Le roi ouvrit le bal en dansant avec Mademoiselle, Louise d'Orléans, un pas admirable, exprès étudié pour la circonstance. La beauté du royal Tircis fit épanouir tous les cœurs. Jamais berger idéal, soupirant dans les pages des romans du jour, n'aurait porté la houlette avec une plus moelleuse élégance. Les dames voyaient réalisées les douces visions de leurs lectures pastorales; elles souriaient en murmurant tout bas des éloges amoureux; leurs yeux languissans semblaient aider le prince dans l'exécution de ses pas, et le soutenir dans les poses difficiles, comme si elles eussent regretté que des membres si gracieux prissent tant de fatigue. Leur silence ressemblait à une délicieuse rêverie. Elles oubliaient leurs rivalités, leurs jalousies et leurs querelles; elles s'oubliaient elles-mêmes, car ce n'était plus l'instant de briller, ni de chercher à fixer les regards du roi. Le roi dansait! elles ne savaient plus où se procurer assez d'attention, d'application et d'intérêt pour un tel spectacle.

Le pas achevé, S. M. s'alla placer près du fauteuil de la jeune reine pour regarder le quadrille composé par maître Baptiste. Trois cavaliers vêtus en bergers, MM. de Guiche, du Lude et de Villerio, s'avancèrent conduisant leurs bergères; mais le quatrième danseur ne parut point, et la duchesse de Valentinois, élevant sa main gauche que personne ne vint saisir, se plaça toute seule à son poste en disant d'un air étonné :

- Où donc est M. de Villequier?

Aussitôt la foule répéta timidement le nom de Villequier; les yeux cherchèrent de tout côté le quatrième berger sans lequel le quadrille était impossible. Les maîtres de cérémonies coururent par les salons en appelant le danseur égaré, avec des

cris lamentables. Les assistans étaient saisis d'horreur, car le roi fronçait déjà les sourcils, et son mécontentement était visible. Les violons avaient joué deux fois la ritournelle. L'anxiété de la cour fut à son comble, lorsque des voix confuses crièrent dans l'éloignement que le duc de Villequier n'était pas encore arrivé. Quoique l'effet du quadrille dût être absolument perdu par l'absence du quatrième cavalier, l'impatience du roi et l'ordre qu'il donna impérieusement de commencer, ne permirent plus ni hésitation ni retard. MM. de Guiche et de Villeroi débutèrent avec leurs dames sans savoir comment celte cruelle scène allait finir, et laissant M. du Lude dans un embarras voisin du désespoir. La terreur et l'attente crispaient tous les visages.
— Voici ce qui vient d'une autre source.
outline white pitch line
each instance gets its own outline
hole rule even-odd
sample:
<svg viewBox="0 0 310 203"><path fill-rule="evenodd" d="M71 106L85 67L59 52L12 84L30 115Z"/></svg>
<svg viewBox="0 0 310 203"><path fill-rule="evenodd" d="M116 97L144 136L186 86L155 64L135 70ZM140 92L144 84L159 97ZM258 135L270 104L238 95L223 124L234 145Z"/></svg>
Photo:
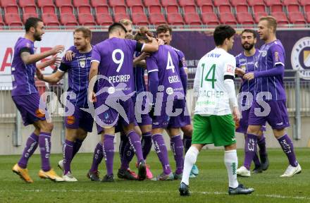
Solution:
<svg viewBox="0 0 310 203"><path fill-rule="evenodd" d="M11 192L12 191L8 190L0 190L1 192ZM125 192L125 193L171 193L171 191L156 191L156 190L25 190L23 192ZM175 191L175 193L178 193L178 191ZM227 192L202 192L202 191L191 191L192 194L202 194L202 195L228 195ZM304 196L283 196L280 195L256 195L255 193L252 194L251 196L255 197L269 197L269 198L275 198L275 199L307 199L310 200L309 197Z"/></svg>

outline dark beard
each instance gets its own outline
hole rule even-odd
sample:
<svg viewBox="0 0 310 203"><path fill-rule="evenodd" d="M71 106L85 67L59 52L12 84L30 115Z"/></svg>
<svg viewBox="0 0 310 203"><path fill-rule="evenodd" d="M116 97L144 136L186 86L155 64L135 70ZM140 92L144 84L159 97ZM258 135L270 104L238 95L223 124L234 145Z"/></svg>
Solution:
<svg viewBox="0 0 310 203"><path fill-rule="evenodd" d="M249 45L249 46L247 47L244 44L242 44L242 47L243 49L244 49L244 50L249 51L254 47L254 44L250 44Z"/></svg>
<svg viewBox="0 0 310 203"><path fill-rule="evenodd" d="M35 41L41 41L42 40L42 38L40 35L37 35L37 32L35 32L33 35L33 37L35 38Z"/></svg>

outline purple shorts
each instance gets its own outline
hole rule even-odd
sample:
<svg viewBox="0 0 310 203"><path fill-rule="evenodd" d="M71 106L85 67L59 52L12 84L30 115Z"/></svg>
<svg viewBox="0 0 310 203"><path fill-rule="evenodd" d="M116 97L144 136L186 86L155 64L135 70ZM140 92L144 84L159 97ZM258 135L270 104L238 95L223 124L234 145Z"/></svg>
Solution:
<svg viewBox="0 0 310 203"><path fill-rule="evenodd" d="M264 125L266 122L271 126L273 129L282 129L290 126L287 109L286 109L285 100L270 100L265 101L270 106L269 113L267 115L255 115L255 108L259 109L258 111L264 111L261 107L256 101L253 102L253 105L249 113L249 125ZM257 111L257 110L256 110Z"/></svg>
<svg viewBox="0 0 310 203"><path fill-rule="evenodd" d="M33 124L37 121L46 121L46 118L49 118L46 108L44 110L39 110L40 101L39 93L12 96L12 99L20 112L24 125Z"/></svg>
<svg viewBox="0 0 310 203"><path fill-rule="evenodd" d="M101 105L105 104L105 100L98 99L96 103L96 109L97 109ZM135 122L135 106L132 102L132 99L129 98L126 101L119 100L118 103L120 104L119 109L114 109L111 107L104 111L102 113L99 113L98 118L99 121L96 120L96 124L97 126L98 134L101 134L104 130L104 127L116 127L118 125L128 126L130 123L134 123ZM125 115L122 115L123 113ZM123 118L122 116L125 116L127 118ZM126 119L128 121L126 121Z"/></svg>
<svg viewBox="0 0 310 203"><path fill-rule="evenodd" d="M241 115L242 118L241 118L240 121L239 123L239 128L236 129L236 132L241 133L243 134L246 134L247 132L247 127L249 127L249 114L251 109L247 110L244 110L241 111ZM261 131L266 131L266 122L261 126Z"/></svg>
<svg viewBox="0 0 310 203"><path fill-rule="evenodd" d="M151 125L151 118L149 116L149 113L142 113L142 111L144 111L147 108L146 97L143 97L142 101L136 101L135 97L133 97L132 101L135 103L135 120L137 121L137 125L142 126Z"/></svg>
<svg viewBox="0 0 310 203"><path fill-rule="evenodd" d="M92 115L78 106L75 106L73 115L65 118L65 125L67 128L80 128L86 132L92 132L93 124L94 118Z"/></svg>
<svg viewBox="0 0 310 203"><path fill-rule="evenodd" d="M184 99L175 99L173 102L173 111L175 112L176 109L181 109L181 114L176 116L170 116L166 112L166 106L168 102L164 102L162 104L161 109L161 116L154 116L153 118L153 128L181 128L190 124L190 116L185 116L187 113L185 113L185 104ZM168 109L168 108L167 108ZM155 108L156 111L156 108ZM187 109L186 110L187 111Z"/></svg>

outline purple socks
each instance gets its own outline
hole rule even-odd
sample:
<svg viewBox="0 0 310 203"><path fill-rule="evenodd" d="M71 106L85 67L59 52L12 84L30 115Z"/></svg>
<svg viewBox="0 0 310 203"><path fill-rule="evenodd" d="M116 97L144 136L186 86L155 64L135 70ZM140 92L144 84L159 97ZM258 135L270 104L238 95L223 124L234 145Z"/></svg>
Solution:
<svg viewBox="0 0 310 203"><path fill-rule="evenodd" d="M44 171L51 170L49 156L51 154L51 133L40 132L39 135L39 147L41 152L42 168Z"/></svg>
<svg viewBox="0 0 310 203"><path fill-rule="evenodd" d="M102 152L106 159L106 175L113 174L113 161L114 159L114 135L104 135Z"/></svg>
<svg viewBox="0 0 310 203"><path fill-rule="evenodd" d="M24 151L23 152L22 157L20 157L18 161L18 166L23 168L27 168L27 164L28 164L28 159L33 154L35 149L37 147L39 141L39 136L36 135L35 133L30 135L30 136L27 140L26 146L25 147Z"/></svg>
<svg viewBox="0 0 310 203"><path fill-rule="evenodd" d="M155 152L159 156L159 161L163 166L163 173L168 175L171 173L171 168L168 159L168 151L165 145L163 135L154 134L151 137L154 145Z"/></svg>
<svg viewBox="0 0 310 203"><path fill-rule="evenodd" d="M278 139L281 145L282 149L287 156L290 164L294 167L297 166L298 162L296 161L295 153L294 152L293 142L287 134Z"/></svg>
<svg viewBox="0 0 310 203"><path fill-rule="evenodd" d="M173 153L173 156L176 164L176 174L180 174L183 172L183 143L182 142L181 135L178 135L172 137L170 140L170 147Z"/></svg>
<svg viewBox="0 0 310 203"><path fill-rule="evenodd" d="M94 156L92 157L92 168L90 168L89 171L98 171L98 166L99 166L100 163L101 163L102 159L104 158L102 149L102 144L99 142L94 149Z"/></svg>
<svg viewBox="0 0 310 203"><path fill-rule="evenodd" d="M141 140L141 145L142 147L143 159L147 160L147 155L151 149L151 132L142 133L142 140Z"/></svg>
<svg viewBox="0 0 310 203"><path fill-rule="evenodd" d="M257 152L257 135L254 134L247 134L244 146L244 161L243 166L249 170L251 162Z"/></svg>
<svg viewBox="0 0 310 203"><path fill-rule="evenodd" d="M68 172L71 171L71 161L73 155L74 142L65 140L63 147L63 174L67 174Z"/></svg>

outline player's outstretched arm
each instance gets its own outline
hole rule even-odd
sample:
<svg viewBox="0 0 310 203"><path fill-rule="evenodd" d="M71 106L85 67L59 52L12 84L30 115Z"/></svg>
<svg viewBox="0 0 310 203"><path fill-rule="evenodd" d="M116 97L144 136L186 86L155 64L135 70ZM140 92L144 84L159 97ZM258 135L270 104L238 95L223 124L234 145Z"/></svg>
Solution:
<svg viewBox="0 0 310 203"><path fill-rule="evenodd" d="M56 73L50 75L44 75L40 70L37 68L37 78L39 80L43 80L46 82L58 82L63 78L65 72L57 70Z"/></svg>
<svg viewBox="0 0 310 203"><path fill-rule="evenodd" d="M49 56L56 55L58 53L62 52L64 49L65 47L63 45L57 45L51 50L40 54L30 54L28 51L22 51L20 53L20 57L25 64L30 64L36 63Z"/></svg>
<svg viewBox="0 0 310 203"><path fill-rule="evenodd" d="M142 51L145 52L156 52L159 49L159 42L157 42L156 39L150 37L149 35L147 35L147 37L149 38L149 40L151 42L151 44L144 44L143 47L143 49Z"/></svg>

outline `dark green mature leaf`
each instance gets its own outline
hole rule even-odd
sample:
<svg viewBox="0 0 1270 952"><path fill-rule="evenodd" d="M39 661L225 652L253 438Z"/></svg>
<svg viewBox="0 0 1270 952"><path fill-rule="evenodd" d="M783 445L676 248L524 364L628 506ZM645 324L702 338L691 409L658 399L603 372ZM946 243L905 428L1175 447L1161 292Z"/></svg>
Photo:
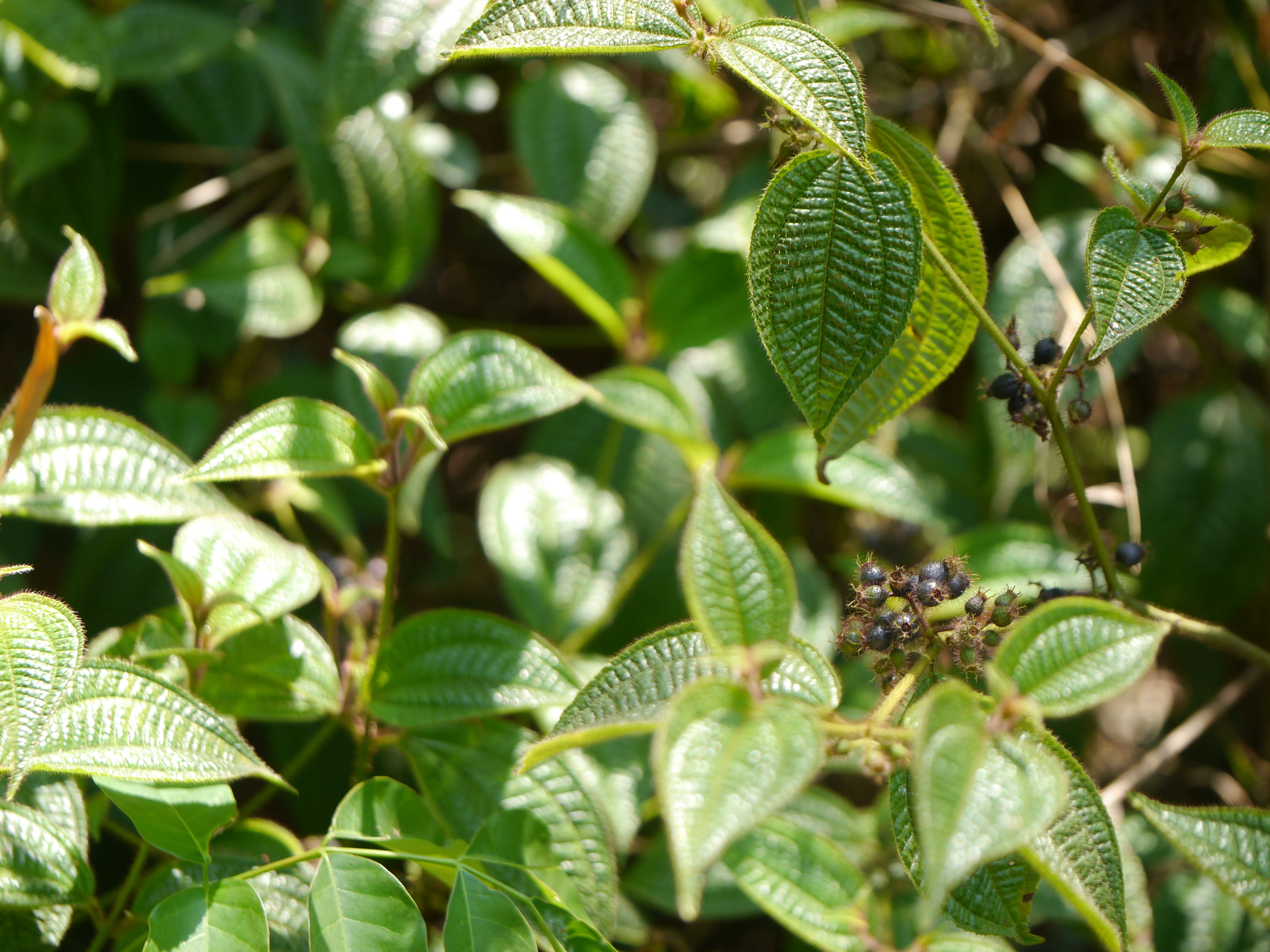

Tout à coup un jeune homme inconnu, vêtu de l'habit ordinaire de la cour, s'élance hardiment du milieu de la foule, et saisit par la main Mme de Valentinois qui lui sourit d'un air amical. Voilà ce gentilhomme qui exécute les figures savamment combinées par le directeur des ballets, et répétées depuis une semaine avec un profond mystère. Non-seulement il semble deviner tout ce qu'a imaginé le maître, comme si quelque démon lui révélait sur l'heure les secrets de cour; mais on dirait, à voir la souplesse et la multiplicité de ses pas, qu'il se joue des études sérieuses de ses voisins, et qu'il s'élève au-dessus d'eux, comme le poète au-dessus du prosateur. Il ajoute des broderies de bon goût au thême de l'inventeur, difficile et compliqué pour les autres, mais qu'il paraît traiter comme un badinage. L'imagination du maître est moins féconde, moins hardie que les jambes de cet étranger.

Un murmure d'étonnement s'éleva d'abord de toutes parts; la reine parla long-temps à l'oreille du roi, et comme elle fit plusieurs signes de tête approbatifs, on présuma que ce danseur était connu du monarque. Les deux visages royaux souriaient de plaisir à chaque mouvement agile de ce jeune homme. L'étonnement fit bientôt place à l'admiration et à la joie. Quelques dames, au risque d'être blâmées, montèrent sur les siéges. Cette assemblée, qu'on avait vue consternée par la crainte d'une catastrophe presqu'inévitable, fut saisie d'un enthousiasme subit; les hommes s'agitaient avec un air d'empressement et de curiosité.